Putting the power of clinical trials in the hands of patients, the website both defines what clinical trials are, and offers resources on why it is important for patients across the board to join clinical trials where needed, stating, “This will ensure that new medicines and treatments work for everyone.”
The website also helps patients learn what to ask their doctors when it comes to exploring the option of clinical trials, as well as understanding the many steps associated with participating in a clinical trial.
For example, the website explains to users the difference between the four stages of a clinical trial.
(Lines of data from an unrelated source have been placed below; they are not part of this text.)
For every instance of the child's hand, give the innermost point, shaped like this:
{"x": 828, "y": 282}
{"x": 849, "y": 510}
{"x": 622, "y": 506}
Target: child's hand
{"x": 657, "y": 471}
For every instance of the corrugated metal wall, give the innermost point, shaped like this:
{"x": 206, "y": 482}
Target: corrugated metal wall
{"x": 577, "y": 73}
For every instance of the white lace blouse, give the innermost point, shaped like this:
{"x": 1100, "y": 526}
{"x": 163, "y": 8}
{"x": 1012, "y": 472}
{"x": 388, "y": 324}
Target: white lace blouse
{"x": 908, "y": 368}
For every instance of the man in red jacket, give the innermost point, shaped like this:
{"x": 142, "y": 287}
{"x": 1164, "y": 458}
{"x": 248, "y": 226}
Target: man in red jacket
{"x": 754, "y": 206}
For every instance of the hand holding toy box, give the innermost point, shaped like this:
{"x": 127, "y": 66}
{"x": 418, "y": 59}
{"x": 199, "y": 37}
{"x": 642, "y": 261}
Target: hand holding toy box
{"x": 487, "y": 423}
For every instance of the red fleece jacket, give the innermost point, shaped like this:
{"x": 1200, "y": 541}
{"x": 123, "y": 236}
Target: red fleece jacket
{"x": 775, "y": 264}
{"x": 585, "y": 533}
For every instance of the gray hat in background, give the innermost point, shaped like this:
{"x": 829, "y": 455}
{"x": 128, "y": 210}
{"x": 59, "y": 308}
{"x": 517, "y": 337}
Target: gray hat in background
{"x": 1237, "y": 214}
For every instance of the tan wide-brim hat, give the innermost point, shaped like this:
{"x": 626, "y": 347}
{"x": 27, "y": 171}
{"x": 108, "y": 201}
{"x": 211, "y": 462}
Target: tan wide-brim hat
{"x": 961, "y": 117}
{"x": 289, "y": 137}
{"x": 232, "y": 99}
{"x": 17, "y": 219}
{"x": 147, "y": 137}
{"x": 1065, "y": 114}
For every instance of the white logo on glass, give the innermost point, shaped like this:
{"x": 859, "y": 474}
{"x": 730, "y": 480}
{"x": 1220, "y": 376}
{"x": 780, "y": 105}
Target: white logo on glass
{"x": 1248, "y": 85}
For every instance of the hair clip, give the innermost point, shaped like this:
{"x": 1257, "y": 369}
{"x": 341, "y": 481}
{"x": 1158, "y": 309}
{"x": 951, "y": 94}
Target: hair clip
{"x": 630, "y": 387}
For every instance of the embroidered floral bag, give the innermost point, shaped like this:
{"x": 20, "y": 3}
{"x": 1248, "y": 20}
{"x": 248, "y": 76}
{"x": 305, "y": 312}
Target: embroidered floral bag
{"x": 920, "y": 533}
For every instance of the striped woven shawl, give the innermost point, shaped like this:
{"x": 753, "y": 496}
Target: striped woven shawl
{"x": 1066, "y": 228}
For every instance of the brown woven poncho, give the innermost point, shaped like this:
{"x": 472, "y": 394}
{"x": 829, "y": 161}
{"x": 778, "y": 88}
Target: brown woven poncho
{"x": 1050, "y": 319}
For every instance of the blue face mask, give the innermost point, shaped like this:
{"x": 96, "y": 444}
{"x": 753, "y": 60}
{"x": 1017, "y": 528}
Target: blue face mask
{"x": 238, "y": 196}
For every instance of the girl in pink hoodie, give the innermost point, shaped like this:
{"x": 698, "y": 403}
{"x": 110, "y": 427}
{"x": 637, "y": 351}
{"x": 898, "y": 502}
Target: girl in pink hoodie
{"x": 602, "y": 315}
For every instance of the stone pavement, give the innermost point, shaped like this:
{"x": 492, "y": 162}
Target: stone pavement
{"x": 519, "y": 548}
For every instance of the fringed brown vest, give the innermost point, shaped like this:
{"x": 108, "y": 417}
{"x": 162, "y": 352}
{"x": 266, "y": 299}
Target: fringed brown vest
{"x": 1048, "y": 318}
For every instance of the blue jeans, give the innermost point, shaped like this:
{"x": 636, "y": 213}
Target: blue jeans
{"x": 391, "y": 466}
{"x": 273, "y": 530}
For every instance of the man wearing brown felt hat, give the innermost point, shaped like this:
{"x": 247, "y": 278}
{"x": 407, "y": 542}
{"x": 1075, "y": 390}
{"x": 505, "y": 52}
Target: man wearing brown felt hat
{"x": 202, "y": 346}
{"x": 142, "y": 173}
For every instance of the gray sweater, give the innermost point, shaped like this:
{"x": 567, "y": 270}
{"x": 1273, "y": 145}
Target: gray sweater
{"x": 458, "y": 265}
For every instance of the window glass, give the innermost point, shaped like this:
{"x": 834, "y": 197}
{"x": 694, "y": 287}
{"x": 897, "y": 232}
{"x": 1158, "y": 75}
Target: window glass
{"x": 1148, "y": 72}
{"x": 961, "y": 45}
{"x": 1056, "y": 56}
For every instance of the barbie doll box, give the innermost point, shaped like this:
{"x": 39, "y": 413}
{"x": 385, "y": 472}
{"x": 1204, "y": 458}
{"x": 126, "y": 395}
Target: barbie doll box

From phase 1, in which researchers test a new drug or treatment in a small group of usually healthy people, all the way to phase 4, “when longer-term studies, conducted after medicine is approved, provide additional information on a drug or treatment’s risks, benefits, and best use.
More importantly, the website also offers a comprehensive series of directories on how to find a clinical trial through well-developed resources such as TrueTrials and BlackDoctors.Org (BDO), among others, all which list both specific and general clinical trials and patients can explore participating in.
“Kudos to BIO for their vision and commitment regarding Clinical Trial diversity,” said Reggie Ware, CEO of BDO. “BIO understands that the timing is perfect to engage Black consumers on a deeper level when it comes to Clinical Trials. Our audience is ready to hear and learn more. As a result, our BIO partnership is proving that when you meet the demand where it is, you can have meaningful impact and results.
“I am looking forward to continuing this incredibly important and thoughtful partnership,” Ware concluded.